No evidence of an effect of the M184I/V on the doravirine/lamivudine/tenofovir switch efficacy in people with HIV

Abstract

Objectives: The effect of the M184I/V mutation on the rate of virological failure in people with HIV (PWH) with plasma HIV RNA viral load less than 50 copies/ml switching to a triple-therapy regimen of doravirine+lamivudine+ tenofovir or abacavir has not been evaluated.

Design: A retrospective national study of antiretroviral-experienced PWH who were switched to a doravirine plus lamivudine and abacavir or tenofovir regimen in the context of maintenance (viral load <50 copies/ml) was conducted. Virological failure was characterized by either two consecutive plasma viral loads at least 50 copies/ml or a single viral load at least 200 copies/ml. Viral blip was defined as an isolated viral load 50_200 copies/ml at any time up to month 6 after switching to the doravirine-containing regimen.

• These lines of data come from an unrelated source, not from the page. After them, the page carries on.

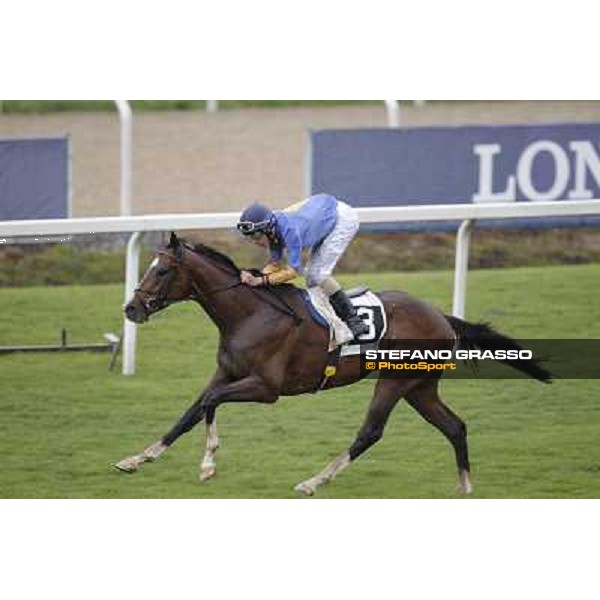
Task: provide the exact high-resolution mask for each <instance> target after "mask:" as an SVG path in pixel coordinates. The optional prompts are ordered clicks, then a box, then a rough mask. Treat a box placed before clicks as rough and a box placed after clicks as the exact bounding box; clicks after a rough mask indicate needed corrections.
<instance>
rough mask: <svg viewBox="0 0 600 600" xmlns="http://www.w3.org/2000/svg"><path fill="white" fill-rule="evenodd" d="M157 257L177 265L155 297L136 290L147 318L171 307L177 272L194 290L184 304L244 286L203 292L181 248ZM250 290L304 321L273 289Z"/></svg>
mask: <svg viewBox="0 0 600 600" xmlns="http://www.w3.org/2000/svg"><path fill="white" fill-rule="evenodd" d="M182 247H183V248H185V249H187V250H190V251H192V252H193V249H192V248H190V247H189V246H187V245H183V246H182ZM157 255H158V256H166V257H167V258H168V259H169V262H171V263H172V262H173V261H174V263H175V264H174V265H173V264H170V265H169V267H168V272H167V273H166V274H165V276H164V280H163V284H162V285H161V287H160V289H159V290H158V292H157V293H156V294H155V295H154V296H150V295H149V294H148V292H146V291H145V290H142V289H141V287H140V286H138V287H136V288H135V290H134V293H137V295H138V298H139V300H140V303H141V305H142V308H143V309H144V312H145V313H146V316H147V317H148V316H149V315H150V314H152V313H154V312H157V311H159V310H161V309H163V308H166V307H167V306H169V304H171V302H169V294H170V293H171V290H172V288H173V282H174V281H175V276H176V274H177V271H181V272H183V273H184V274H185V276H186V277H187V283H188V284H189V287H190V288H191V290H192V293H190V294H189V295H188V296H186V297H184V298H181V299H180V300H177V302H184V301H186V300H197V301H199V302H200V301H201V300H203V299H204V300H208V299H209V298H210V296H213V295H214V294H218V293H219V292H225V291H227V290H231V289H233V288H235V287H238V286H240V285H243V284H242V282H241V281H240V280H239V279H238V280H237V281H234V282H233V283H230V284H228V285H225V286H220V287H216V288H213V289H211V290H208V291H202V290H201V289H200V288H199V287H198V285H197V284H196V282H195V281H194V279H193V278H192V276H191V275H190V273H189V270H188V269H187V268H186V267H185V265H184V263H183V250H182V249H181V248H178V250H177V251H176V252H175V253H174V254H172V253H170V252H167V251H166V250H159V251H158V252H157ZM214 264H215V265H216V266H217V267H219V268H220V269H221V270H223V271H225V272H227V273H229V274H231V275H233V273H231V271H229V270H228V269H225V267H224V266H223V265H220V264H219V263H217V262H215V263H214ZM249 289H250V290H252V291H253V292H254V293H260V291H265V292H267V293H268V292H270V294H269V296H274V297H275V299H276V300H277V304H276V303H274V302H271V301H270V299H269V298H266V297H264V296H263V297H262V299H263V301H264V302H266V303H267V304H269V305H270V306H271V307H273V308H274V309H275V310H278V311H279V312H282V313H283V314H286V315H288V316H290V317H292V318H293V319H294V321H295V323H296V325H299V324H300V323H301V322H302V321H303V319H302V317H300V316H299V315H298V314H297V313H296V311H295V310H294V308H293V307H292V306H290V305H289V304H288V303H287V302H286V301H285V300H284V299H283V298H281V296H279V294H277V293H276V292H275V291H274V290H273V289H272V288H269V287H262V290H261V289H258V288H255V287H250V288H249Z"/></svg>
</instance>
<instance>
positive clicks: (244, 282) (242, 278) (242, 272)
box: [240, 271, 263, 287]
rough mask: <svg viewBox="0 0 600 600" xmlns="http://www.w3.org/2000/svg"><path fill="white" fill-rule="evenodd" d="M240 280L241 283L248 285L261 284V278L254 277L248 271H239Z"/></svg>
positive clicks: (262, 281) (251, 274)
mask: <svg viewBox="0 0 600 600" xmlns="http://www.w3.org/2000/svg"><path fill="white" fill-rule="evenodd" d="M240 280H241V281H242V283H245V284H246V285H249V286H251V287H256V286H258V285H263V278H262V277H256V276H255V275H252V273H250V272H249V271H242V272H241V273H240Z"/></svg>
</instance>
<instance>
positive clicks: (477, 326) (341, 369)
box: [115, 233, 551, 495]
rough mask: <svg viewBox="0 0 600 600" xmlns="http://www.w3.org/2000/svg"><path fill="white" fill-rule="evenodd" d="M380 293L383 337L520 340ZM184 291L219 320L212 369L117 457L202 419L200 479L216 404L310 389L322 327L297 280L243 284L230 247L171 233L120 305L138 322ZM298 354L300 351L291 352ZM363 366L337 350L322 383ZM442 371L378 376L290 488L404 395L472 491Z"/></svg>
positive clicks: (513, 363) (355, 455)
mask: <svg viewBox="0 0 600 600" xmlns="http://www.w3.org/2000/svg"><path fill="white" fill-rule="evenodd" d="M378 296H379V298H380V299H381V300H382V301H383V305H384V307H385V312H386V316H387V324H388V327H387V332H386V334H385V337H384V338H383V340H382V344H385V342H386V341H388V342H389V341H390V340H403V339H404V340H406V339H409V340H435V343H436V344H437V346H438V347H439V348H440V349H446V350H447V349H452V348H453V347H454V346H455V344H459V345H461V346H464V347H477V348H481V349H493V348H497V347H499V346H501V345H502V347H515V348H519V346H518V345H517V344H516V342H515V341H514V340H511V339H510V338H508V337H506V336H503V335H501V334H499V333H497V332H495V331H494V330H492V329H491V328H490V327H489V326H487V325H483V324H470V323H467V322H466V321H462V320H460V319H457V318H455V317H449V316H445V315H444V314H442V313H441V312H439V311H438V310H436V309H435V308H433V307H431V306H429V305H428V304H426V303H425V302H422V301H420V300H418V299H415V298H412V297H411V296H409V295H408V294H406V293H404V292H399V291H392V292H382V293H380V294H378ZM185 300H194V301H196V302H198V303H199V304H200V305H201V306H202V308H203V309H204V310H205V311H206V313H207V314H208V316H209V317H210V318H211V319H212V321H213V322H214V323H215V325H216V326H217V327H218V329H219V334H220V338H219V347H218V354H217V364H218V366H217V370H216V372H215V374H214V375H213V377H212V379H211V381H210V383H209V384H208V386H207V387H206V389H204V391H202V393H201V394H200V395H199V397H198V398H197V400H196V401H195V402H194V403H193V404H192V405H191V406H190V407H189V409H188V410H187V411H186V412H185V413H184V414H183V415H182V416H181V418H180V419H179V420H178V421H177V422H176V423H175V425H174V426H173V428H172V429H171V430H170V431H169V432H168V433H167V434H166V435H165V436H163V437H162V438H161V439H159V440H158V441H157V442H155V443H154V444H152V445H151V446H149V447H148V448H146V449H145V450H144V451H143V452H141V453H140V454H136V455H134V456H131V457H129V458H126V459H124V460H122V461H120V462H119V463H117V464H116V465H115V466H116V468H118V469H120V470H121V471H126V472H130V473H131V472H134V471H136V470H137V469H138V468H139V467H140V466H141V465H142V464H143V463H145V462H148V461H153V460H156V459H157V458H158V457H159V456H160V455H161V454H162V453H163V452H165V451H166V450H167V449H168V448H169V447H170V446H171V445H172V444H173V443H174V442H175V440H177V438H178V437H179V436H180V435H182V434H183V433H186V432H187V431H189V430H190V429H192V428H193V427H194V426H195V425H196V424H198V423H199V422H200V421H202V419H206V426H207V440H206V452H205V455H204V458H203V460H202V463H201V467H200V479H201V480H202V481H204V480H207V479H209V478H211V477H213V476H214V475H215V473H216V461H215V455H216V451H217V448H218V437H217V424H216V419H215V413H216V410H217V407H218V406H219V405H220V404H222V403H224V402H264V403H273V402H275V401H276V400H277V399H278V398H279V396H293V395H297V394H304V393H306V392H315V391H317V390H319V389H320V387H321V386H322V383H323V373H324V368H325V366H326V365H327V361H328V344H329V332H328V331H327V329H326V328H324V327H323V326H321V325H319V324H318V323H316V322H315V321H314V320H313V318H312V317H311V316H310V314H309V312H308V309H307V306H306V303H305V301H304V299H303V296H302V295H301V293H300V291H299V290H298V288H295V287H294V286H292V285H281V286H277V287H273V288H265V287H248V286H246V285H244V284H242V283H241V282H240V270H239V269H238V268H237V267H236V266H235V265H234V263H233V262H232V261H231V260H230V259H229V258H228V257H226V256H224V255H223V254H221V253H219V252H217V251H216V250H213V249H211V248H208V247H207V246H204V245H202V244H199V245H196V246H194V247H190V246H188V245H186V244H185V243H183V242H182V241H181V240H179V239H178V238H177V236H176V235H175V234H174V233H171V238H170V241H169V244H168V245H167V246H166V248H164V249H163V250H161V251H159V252H158V254H157V256H156V258H155V259H154V261H153V262H152V264H151V265H150V268H149V269H148V271H147V272H146V274H145V276H144V278H143V279H142V281H141V282H140V285H139V287H138V288H137V289H136V290H135V293H134V296H133V299H132V300H131V301H130V302H129V303H128V304H127V305H126V307H125V314H126V316H127V318H128V319H129V320H131V321H133V322H135V323H143V322H144V321H147V320H148V318H149V317H150V316H151V315H152V314H154V313H156V312H158V311H159V310H162V309H164V308H166V307H167V306H169V305H170V304H173V303H175V302H181V301H185ZM390 343H392V342H390ZM388 347H390V346H388ZM299 356H302V361H298V360H295V359H296V358H297V357H299ZM507 362H508V361H507ZM508 364H510V365H511V366H512V367H514V368H516V369H519V370H520V371H522V372H524V373H526V374H527V375H529V376H531V377H533V378H535V379H538V380H540V381H545V382H547V381H549V380H550V378H551V375H550V373H549V372H548V371H546V370H545V369H543V368H542V367H541V366H540V365H539V364H538V363H537V362H536V361H520V360H515V361H510V362H508ZM364 376H365V373H364V370H363V372H362V373H361V368H360V358H359V357H357V356H348V357H344V358H342V359H341V361H340V363H339V365H338V370H337V373H336V377H335V383H332V382H331V381H330V382H329V383H328V384H326V385H325V386H324V389H327V388H330V387H341V386H345V385H350V384H352V383H354V382H356V381H358V380H359V379H361V378H362V377H364ZM439 378H440V375H436V376H433V377H431V375H430V376H429V377H424V376H423V375H421V376H419V375H418V374H417V373H416V375H415V378H412V379H384V378H381V377H380V378H379V379H378V381H377V383H376V385H375V392H374V396H373V399H372V401H371V404H370V406H369V408H368V411H367V415H366V418H365V420H364V423H363V425H362V427H361V428H360V431H359V433H358V435H357V437H356V439H355V440H354V442H353V443H352V444H351V445H350V446H349V447H348V448H347V449H346V450H344V451H343V452H342V453H341V454H340V455H339V456H338V457H337V458H336V459H335V460H333V461H332V462H331V463H330V464H329V465H327V466H326V467H325V469H324V470H323V471H321V472H320V473H318V474H316V475H315V476H314V477H311V478H310V479H307V480H306V481H303V482H301V483H300V484H298V485H297V486H296V487H295V489H296V490H297V491H298V492H300V493H302V494H305V495H313V494H314V493H315V491H316V489H317V487H318V486H320V485H322V484H324V483H327V482H329V481H331V480H332V479H333V478H334V477H335V476H336V475H337V474H338V473H339V472H340V471H341V470H342V469H344V468H345V467H346V466H348V465H349V464H350V462H352V461H353V460H355V459H356V458H358V457H359V456H360V455H361V454H362V453H363V452H365V451H366V450H367V449H368V448H369V447H371V446H372V445H373V444H375V443H376V442H377V441H378V440H379V439H381V437H382V435H383V430H384V427H385V425H386V422H387V420H388V417H389V416H390V413H391V412H392V410H393V409H394V407H395V406H396V404H397V403H398V401H399V400H400V399H401V398H405V399H406V401H407V402H408V403H409V404H410V405H411V406H412V407H413V408H414V409H415V410H417V412H418V413H419V414H420V415H421V416H422V417H423V418H424V419H425V420H427V421H428V422H429V423H431V424H432V425H433V426H434V427H436V428H437V429H439V430H440V431H441V433H442V434H443V435H444V436H446V438H447V439H448V440H449V441H450V443H451V444H452V446H453V448H454V451H455V454H456V463H457V466H458V476H459V489H460V490H461V491H462V492H463V493H469V492H471V490H472V484H471V480H470V473H469V471H470V469H469V457H468V449H467V430H466V426H465V424H464V423H463V421H462V420H461V419H460V418H459V417H458V416H457V415H456V414H454V413H453V412H452V411H451V410H450V409H449V408H448V407H447V406H446V405H445V404H444V403H443V402H442V400H441V399H440V396H439V393H438V384H439Z"/></svg>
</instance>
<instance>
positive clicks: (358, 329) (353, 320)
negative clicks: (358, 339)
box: [346, 315, 369, 339]
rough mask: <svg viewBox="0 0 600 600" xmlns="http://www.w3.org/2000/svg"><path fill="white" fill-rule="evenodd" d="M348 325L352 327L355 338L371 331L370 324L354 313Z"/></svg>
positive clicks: (346, 321)
mask: <svg viewBox="0 0 600 600" xmlns="http://www.w3.org/2000/svg"><path fill="white" fill-rule="evenodd" d="M346 325H348V327H349V328H350V331H351V332H352V335H353V336H354V339H356V338H358V336H360V335H364V334H365V333H367V332H368V331H369V326H368V325H367V324H366V323H365V322H364V321H363V320H362V319H361V318H360V317H359V316H358V315H353V316H351V317H350V318H349V319H348V320H347V321H346Z"/></svg>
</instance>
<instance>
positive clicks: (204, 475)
mask: <svg viewBox="0 0 600 600" xmlns="http://www.w3.org/2000/svg"><path fill="white" fill-rule="evenodd" d="M216 474H217V469H216V467H208V468H206V469H202V471H200V481H201V482H203V481H208V480H209V479H212V478H213V477H214V476H215V475H216Z"/></svg>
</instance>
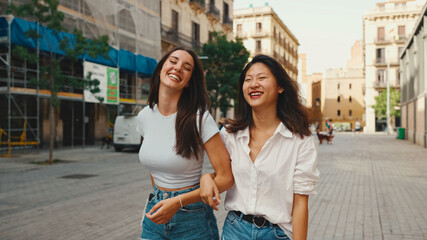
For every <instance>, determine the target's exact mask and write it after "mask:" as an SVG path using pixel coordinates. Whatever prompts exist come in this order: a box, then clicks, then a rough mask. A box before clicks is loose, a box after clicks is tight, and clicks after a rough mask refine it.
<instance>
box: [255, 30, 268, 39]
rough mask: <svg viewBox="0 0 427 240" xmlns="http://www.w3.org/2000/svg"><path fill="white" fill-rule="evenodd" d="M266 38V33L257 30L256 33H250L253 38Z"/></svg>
mask: <svg viewBox="0 0 427 240" xmlns="http://www.w3.org/2000/svg"><path fill="white" fill-rule="evenodd" d="M267 36H268V33H267V31H262V30H257V31H255V32H253V33H252V37H253V38H263V37H267Z"/></svg>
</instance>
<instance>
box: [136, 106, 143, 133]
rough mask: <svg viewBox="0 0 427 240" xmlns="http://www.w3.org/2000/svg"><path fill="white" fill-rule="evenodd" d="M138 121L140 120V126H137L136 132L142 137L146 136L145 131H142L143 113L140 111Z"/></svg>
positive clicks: (139, 122)
mask: <svg viewBox="0 0 427 240" xmlns="http://www.w3.org/2000/svg"><path fill="white" fill-rule="evenodd" d="M136 119H138V125H137V126H136V132H137V133H138V134H139V135H141V136H142V137H143V136H144V131H143V130H142V129H143V128H142V126H143V125H142V124H143V123H142V122H143V121H142V111H140V112H139V113H138V115H137V117H136Z"/></svg>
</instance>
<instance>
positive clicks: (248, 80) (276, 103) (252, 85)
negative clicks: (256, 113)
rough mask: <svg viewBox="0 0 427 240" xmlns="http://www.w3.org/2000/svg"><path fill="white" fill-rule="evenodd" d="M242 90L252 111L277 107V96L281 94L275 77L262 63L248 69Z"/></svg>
mask: <svg viewBox="0 0 427 240" xmlns="http://www.w3.org/2000/svg"><path fill="white" fill-rule="evenodd" d="M242 90H243V95H244V97H245V100H246V102H247V103H248V104H249V105H250V106H251V107H252V108H253V109H256V108H259V107H271V106H272V105H274V106H275V105H277V99H278V97H279V94H280V93H282V92H283V88H281V87H280V86H279V85H278V84H277V80H276V77H275V76H274V75H273V74H272V73H271V71H270V69H269V68H268V67H267V66H266V65H265V64H263V63H255V64H253V65H252V66H251V67H250V68H249V69H248V71H247V72H246V76H245V80H244V82H243V86H242Z"/></svg>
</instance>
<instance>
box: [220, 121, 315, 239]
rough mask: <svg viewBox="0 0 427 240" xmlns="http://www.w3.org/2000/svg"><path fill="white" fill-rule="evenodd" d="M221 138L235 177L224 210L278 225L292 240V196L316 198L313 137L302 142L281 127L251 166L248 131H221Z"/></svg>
mask: <svg viewBox="0 0 427 240" xmlns="http://www.w3.org/2000/svg"><path fill="white" fill-rule="evenodd" d="M221 137H222V140H223V142H224V144H225V146H226V147H227V150H228V152H229V154H230V158H231V167H232V170H233V175H234V186H233V187H232V188H230V189H229V190H228V191H227V196H226V198H225V204H224V205H225V209H226V210H228V211H230V210H236V211H241V212H242V213H244V214H252V215H256V216H263V217H265V218H266V219H267V220H269V221H270V222H272V223H275V224H278V225H279V226H280V228H282V229H283V230H284V231H285V233H286V234H287V235H288V236H289V237H290V238H291V239H292V206H293V195H294V193H297V194H303V195H311V194H316V189H315V186H316V183H317V181H318V180H319V171H318V170H317V144H316V141H315V140H314V138H313V136H308V137H304V138H303V139H301V138H300V137H299V136H297V135H295V134H292V132H290V131H289V130H288V129H287V128H286V127H285V125H284V124H283V123H280V124H279V126H278V127H277V129H276V131H275V132H274V134H273V136H272V137H271V138H270V139H268V140H267V142H266V143H265V144H264V146H263V147H262V149H261V151H260V153H259V155H258V156H257V158H256V159H255V161H254V162H252V160H251V158H250V156H249V152H250V148H249V139H250V136H249V128H246V129H244V130H241V131H238V132H237V133H228V132H227V131H226V129H225V128H223V129H222V131H221Z"/></svg>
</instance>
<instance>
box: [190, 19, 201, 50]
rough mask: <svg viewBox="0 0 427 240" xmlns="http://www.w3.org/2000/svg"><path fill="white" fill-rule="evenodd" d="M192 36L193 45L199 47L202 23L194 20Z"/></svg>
mask: <svg viewBox="0 0 427 240" xmlns="http://www.w3.org/2000/svg"><path fill="white" fill-rule="evenodd" d="M192 32H193V34H192V36H191V39H192V41H193V47H195V48H198V47H199V45H200V25H199V24H197V23H195V22H193V29H192Z"/></svg>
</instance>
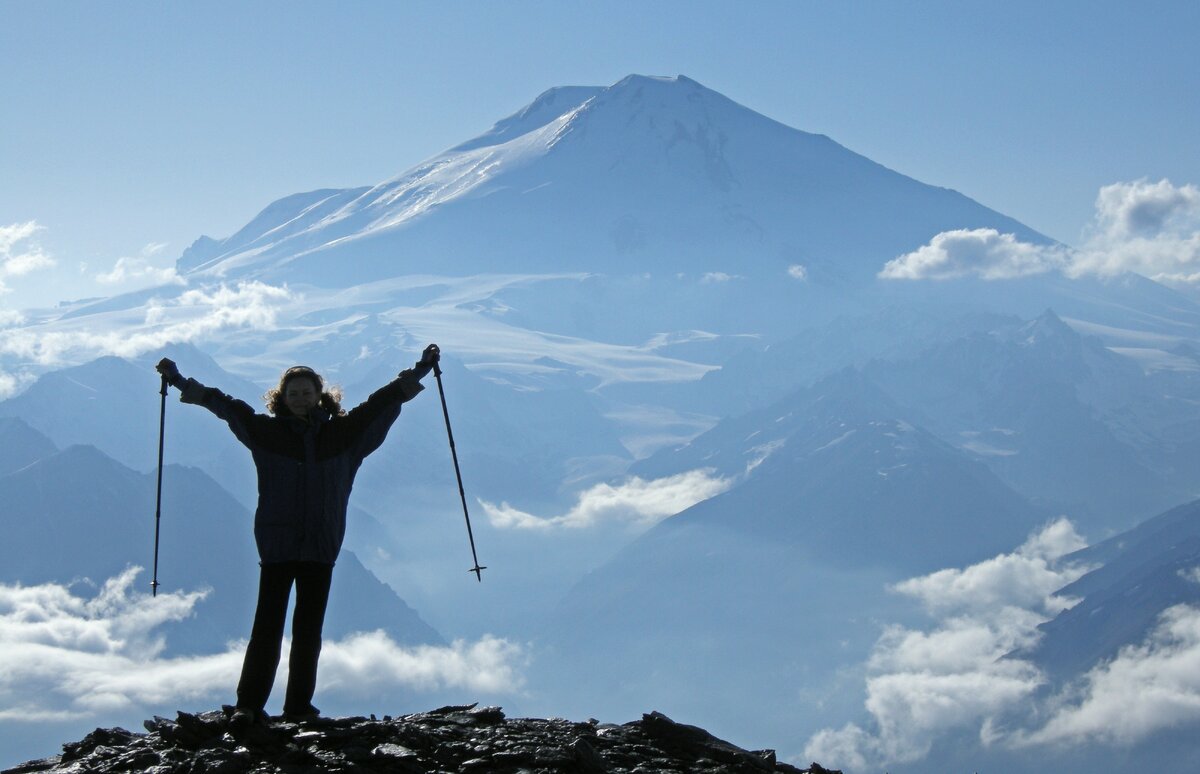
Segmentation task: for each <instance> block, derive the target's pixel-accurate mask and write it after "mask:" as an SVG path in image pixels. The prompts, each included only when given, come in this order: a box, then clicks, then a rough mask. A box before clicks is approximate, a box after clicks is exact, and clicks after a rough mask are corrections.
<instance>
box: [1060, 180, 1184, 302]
mask: <svg viewBox="0 0 1200 774" xmlns="http://www.w3.org/2000/svg"><path fill="white" fill-rule="evenodd" d="M1127 271H1133V272H1136V274H1140V275H1142V276H1146V277H1150V278H1151V280H1157V281H1159V282H1166V283H1176V284H1194V283H1196V282H1200V188H1198V187H1196V186H1194V185H1184V186H1175V185H1172V184H1171V182H1170V181H1169V180H1159V181H1158V182H1150V181H1146V180H1139V181H1136V182H1118V184H1114V185H1110V186H1105V187H1103V188H1100V193H1099V196H1097V199H1096V218H1094V221H1093V224H1092V230H1091V234H1090V236H1088V239H1087V241H1086V242H1085V244H1084V247H1082V248H1081V250H1079V251H1075V253H1074V256H1073V258H1072V263H1070V266H1069V269H1068V274H1069V275H1072V276H1082V275H1099V276H1114V275H1118V274H1123V272H1127Z"/></svg>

Results: Among the 338 PWH, doravirine was mainly associated with tenofovir+lamivudine (311/338, 92.0%). Of these, 45 had a M184I/V mutation before switching. Virological failure at M6 was 14.0 and 17.8% in the absence and presence of M184I/V, respectively, with an adjusted odds ratio (aOR) of 2.409, 95% confidence interval (95% CI) 0.574-10.113, P = 0.21. The risk of virological failure at M6 was associated with the level of zenith plasma HIV viral load, with an aOR of 1.646, 95% CI 1.163-2.328, P = 0.0049, per additional log 10 unit. The proportion of viral blip at M6 was 2.4 and 6.7% in PWH in the absence and presence of M184I/V, respectively, with an aOR of 0.818, 95% CI 0.187-3.587, P = 0.7897.

Conclusion: Among PWH with antiretroviral experience, there was no evidence that switching to doravirine + lamivudine plus tenofovir affected short-term treatment response in individuals harboring HIV M184I/V mutations.

Keywords: HIV; doravirine; nonnucleoside reverse transcriptase inhibitors; resistance; switch.